Banyak
cerita dari rekan-rekan sejawat, bahwa pendidikan era tahun 70 hingga 90-an,
adalah era terbaik. Pada zaman itu, murid begitu hormat dengan gurunya, murid
juga takut dengan gurunya, setiap tugas yang diberikan dapat dikerjakan dan
diselesaikan dengan baik. Bahkan ketika ada kekerasan sedikit yang dilakukan
oleh guru hamper tidak ada yang melawan, orang tuapun juga tidak serta merta
membela anaknya dan menyalahkan gurunya.
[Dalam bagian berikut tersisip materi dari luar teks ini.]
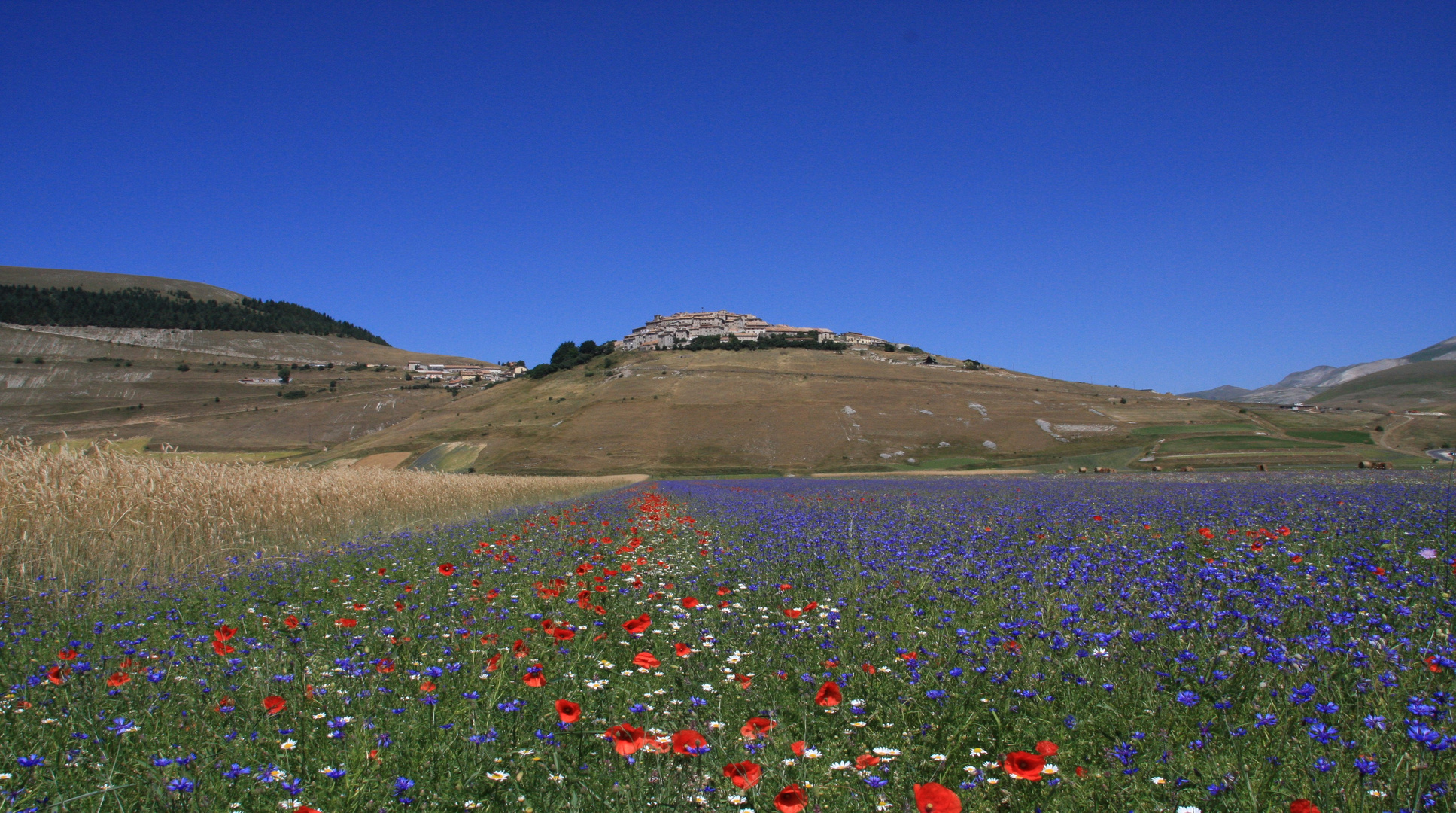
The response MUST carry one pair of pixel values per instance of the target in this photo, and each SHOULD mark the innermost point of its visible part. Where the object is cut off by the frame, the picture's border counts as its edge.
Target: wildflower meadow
(1199, 643)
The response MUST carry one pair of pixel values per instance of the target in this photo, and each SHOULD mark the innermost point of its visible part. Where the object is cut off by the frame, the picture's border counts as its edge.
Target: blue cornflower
(1423, 735)
(236, 772)
(1322, 733)
(181, 784)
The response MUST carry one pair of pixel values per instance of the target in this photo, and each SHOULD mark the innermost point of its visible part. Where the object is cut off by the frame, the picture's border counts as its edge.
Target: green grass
(1188, 429)
(1233, 443)
(1334, 436)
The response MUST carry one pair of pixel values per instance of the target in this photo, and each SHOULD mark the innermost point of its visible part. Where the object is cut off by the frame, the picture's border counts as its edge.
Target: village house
(861, 340)
(666, 333)
(462, 372)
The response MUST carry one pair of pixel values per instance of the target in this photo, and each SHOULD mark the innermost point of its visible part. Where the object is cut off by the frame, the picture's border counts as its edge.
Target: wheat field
(73, 516)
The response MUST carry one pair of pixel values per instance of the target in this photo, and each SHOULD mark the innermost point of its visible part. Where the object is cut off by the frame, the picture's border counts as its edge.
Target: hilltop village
(666, 333)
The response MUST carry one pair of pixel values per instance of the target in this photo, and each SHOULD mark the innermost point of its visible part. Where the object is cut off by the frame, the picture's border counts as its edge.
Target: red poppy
(935, 799)
(789, 800)
(743, 774)
(647, 660)
(627, 739)
(756, 727)
(689, 742)
(638, 624)
(828, 694)
(1024, 766)
(568, 711)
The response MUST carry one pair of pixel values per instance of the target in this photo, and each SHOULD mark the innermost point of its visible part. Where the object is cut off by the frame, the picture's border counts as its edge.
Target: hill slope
(104, 282)
(162, 308)
(798, 411)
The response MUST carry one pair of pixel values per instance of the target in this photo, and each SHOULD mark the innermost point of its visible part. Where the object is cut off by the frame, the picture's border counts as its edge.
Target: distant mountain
(1305, 385)
(54, 297)
(1225, 392)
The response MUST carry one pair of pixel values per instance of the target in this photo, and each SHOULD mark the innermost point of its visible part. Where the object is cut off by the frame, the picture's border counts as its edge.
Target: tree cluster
(570, 355)
(146, 308)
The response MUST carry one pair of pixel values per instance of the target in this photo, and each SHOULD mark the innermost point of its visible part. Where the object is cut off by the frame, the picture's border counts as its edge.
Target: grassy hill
(783, 411)
(102, 282)
(797, 411)
(99, 303)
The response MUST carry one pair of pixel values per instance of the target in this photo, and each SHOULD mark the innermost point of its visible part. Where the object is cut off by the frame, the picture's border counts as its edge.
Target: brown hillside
(92, 388)
(102, 282)
(797, 411)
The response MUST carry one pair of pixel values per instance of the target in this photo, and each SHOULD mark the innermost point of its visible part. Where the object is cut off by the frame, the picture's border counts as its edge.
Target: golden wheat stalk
(81, 515)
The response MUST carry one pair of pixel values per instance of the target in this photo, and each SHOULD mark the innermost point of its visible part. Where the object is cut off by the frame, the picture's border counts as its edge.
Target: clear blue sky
(1165, 196)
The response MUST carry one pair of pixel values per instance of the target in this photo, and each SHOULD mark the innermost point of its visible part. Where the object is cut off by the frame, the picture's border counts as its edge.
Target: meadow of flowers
(1029, 644)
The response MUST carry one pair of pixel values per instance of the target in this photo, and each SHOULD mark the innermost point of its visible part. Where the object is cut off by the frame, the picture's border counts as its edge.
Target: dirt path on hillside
(1389, 431)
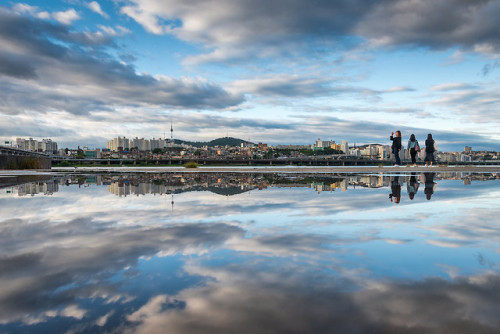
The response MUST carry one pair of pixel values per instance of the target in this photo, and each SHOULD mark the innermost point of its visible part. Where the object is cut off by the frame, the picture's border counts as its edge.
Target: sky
(278, 72)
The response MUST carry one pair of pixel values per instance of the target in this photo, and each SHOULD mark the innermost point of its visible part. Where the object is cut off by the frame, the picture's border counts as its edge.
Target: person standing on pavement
(414, 148)
(396, 146)
(430, 148)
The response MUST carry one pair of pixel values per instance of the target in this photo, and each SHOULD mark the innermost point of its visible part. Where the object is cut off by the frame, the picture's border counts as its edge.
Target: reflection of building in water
(226, 184)
(46, 188)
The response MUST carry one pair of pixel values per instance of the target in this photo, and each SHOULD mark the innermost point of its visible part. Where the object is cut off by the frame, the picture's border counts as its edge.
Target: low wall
(20, 162)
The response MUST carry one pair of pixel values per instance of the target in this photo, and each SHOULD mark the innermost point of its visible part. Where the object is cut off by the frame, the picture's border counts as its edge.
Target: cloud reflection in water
(281, 259)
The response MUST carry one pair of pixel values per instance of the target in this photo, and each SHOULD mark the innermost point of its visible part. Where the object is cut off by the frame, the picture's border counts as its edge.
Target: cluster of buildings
(121, 144)
(123, 147)
(33, 145)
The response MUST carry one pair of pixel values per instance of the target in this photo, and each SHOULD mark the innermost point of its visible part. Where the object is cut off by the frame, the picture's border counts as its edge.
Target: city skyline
(81, 72)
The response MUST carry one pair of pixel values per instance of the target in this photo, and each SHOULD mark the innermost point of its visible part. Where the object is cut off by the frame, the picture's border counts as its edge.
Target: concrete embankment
(24, 162)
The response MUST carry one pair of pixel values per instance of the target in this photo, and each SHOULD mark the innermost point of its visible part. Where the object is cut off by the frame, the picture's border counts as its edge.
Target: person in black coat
(430, 148)
(396, 146)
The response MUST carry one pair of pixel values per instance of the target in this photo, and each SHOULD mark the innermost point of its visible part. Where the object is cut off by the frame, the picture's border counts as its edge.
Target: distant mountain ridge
(224, 141)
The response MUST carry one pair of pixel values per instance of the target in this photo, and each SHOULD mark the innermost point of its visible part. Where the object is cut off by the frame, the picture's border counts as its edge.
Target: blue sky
(280, 72)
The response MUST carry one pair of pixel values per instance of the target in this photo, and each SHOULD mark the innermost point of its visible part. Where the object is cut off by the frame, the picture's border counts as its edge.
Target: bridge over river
(58, 161)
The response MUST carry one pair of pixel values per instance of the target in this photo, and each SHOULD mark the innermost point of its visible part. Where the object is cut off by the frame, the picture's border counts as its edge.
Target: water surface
(248, 253)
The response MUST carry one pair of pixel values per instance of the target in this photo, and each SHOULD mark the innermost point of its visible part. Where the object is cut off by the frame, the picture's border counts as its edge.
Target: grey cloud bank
(45, 67)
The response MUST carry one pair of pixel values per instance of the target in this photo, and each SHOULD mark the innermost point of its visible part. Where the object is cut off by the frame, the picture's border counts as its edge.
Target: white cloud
(66, 17)
(94, 6)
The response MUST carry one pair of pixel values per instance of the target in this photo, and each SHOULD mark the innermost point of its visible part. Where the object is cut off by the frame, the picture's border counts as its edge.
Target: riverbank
(255, 169)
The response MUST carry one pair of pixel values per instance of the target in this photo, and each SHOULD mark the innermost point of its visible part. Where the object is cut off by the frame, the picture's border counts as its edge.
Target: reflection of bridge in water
(226, 184)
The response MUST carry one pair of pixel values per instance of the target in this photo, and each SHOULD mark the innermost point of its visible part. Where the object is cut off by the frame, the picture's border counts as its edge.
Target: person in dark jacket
(413, 147)
(396, 146)
(430, 148)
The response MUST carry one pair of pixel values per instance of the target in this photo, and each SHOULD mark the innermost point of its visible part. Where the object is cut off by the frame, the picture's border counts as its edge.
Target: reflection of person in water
(412, 186)
(396, 189)
(429, 184)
Itulah kira-kira obrolan seputar
pendidikan di kalangan para guru, yang intinya ingin membandingkan pendidikan
masa kini dengan masa dulu.
Baiklah,
mari lihat bagaimana pendidikan zaman dulu dari beberapa sudut pandang, agar
pemahaman kita utuh dan bisa membandingkannya dengan masa kini dengan
proporsional. Itu bias kita lihat dari sisi kurikulumnya, alat bantu yang
digunakan, akses belajar dan juga sumber informasi.
1.
Kurikulum
Kurikulum
yang sangat popular pada zaman itu adalah kurikulum 94, dimana sistem
pembelajarannya cenderung di dalam kelas, selain itu, guru juga mengejar target
berupa materi yang harus dikuasai siswa. Namun, kesalahan yang dilakukan siswa
dalam memahami pelajaran, tidak dianggap kegagalan. Hal tersebut hanya merupakan
bagian dari proses belajar.
2.
Alat Bantu Pendidikan
Karena
saat itu teknologi belum berkembang sebagaiman saat ini, alat bantu
pendidikanpun juga sangat sederhana. Papan tulis dan kapur tulis adalah alat
utama yang digunakan dalam proses belajar di kelas, dibantu dengan penunjuk
papan yang terbuat dari kayu atau bamboo, yang kadang-kadang alat ini yang
ditakuti anak didik, karena selain untuk penunjuk kadang juga di gunakan untuk
memukul jika siswa dianggap melanggar.
3.
Akses Pelajaran
Akses belajar pada saat itu sangat terbatas, selain di sekolah sebagai tempat belajar adalah kelompok-kelompok kecil dari kumpulan teman-temannya dan ini sebagai kelompok belajar yang meleka lakukan di luar sekolahnya
4. Sumber Informasi
Sumber
informasi untuk mendukung kegiatan belajar sangat terbatas sekali. Teknologi
digital masih sangat jauh tertinggal, sehingga media-media sebagai sumber
informasi dan belajarpun juga sangat terbatas. Saat itu yang ada hanya radio
dan televise itupun hanya beberapa orang saja yang memiliki.
5.
Tujuan Bersekolah
Orang
tua menyekolahkan kita dengan tujuan untuk mempelajari dan memahami ilmu yang
belum diketahui. Bahkan, mereka menginginkan karakter kita bisa terbentuk agar
dapat membedakan mana yang baik dan buruk. Nilai-nilai karakter ini meliputi
rasa tanggung jawab, kejujuran, sopan santun, dan semangat belajar. Dalam hal
ini orang tua sangat berperan dalam mendampingi anaknya, mereka bias lebih
focus karena hamper tidak ada pengaruh yang mengalihkan perhatiannya untuk
mendampingi anaknya.
Dari 5 sudut pandang di
atas, maka beberapa hal yang bias kita simpulkan :
Pertama,
secara umum pendidikannya masih sangat tertinggal, meskipun bukan berarti
sistem pendidikannya rendah. Bahkan tujuan pendidikan mudah tercapai karena
kolaborasi yang baik antara guru dengan orang tua.
Kedua,
hampir tidak ada pengaruh lingkungan yang signifikan dalam proses pembelajaran.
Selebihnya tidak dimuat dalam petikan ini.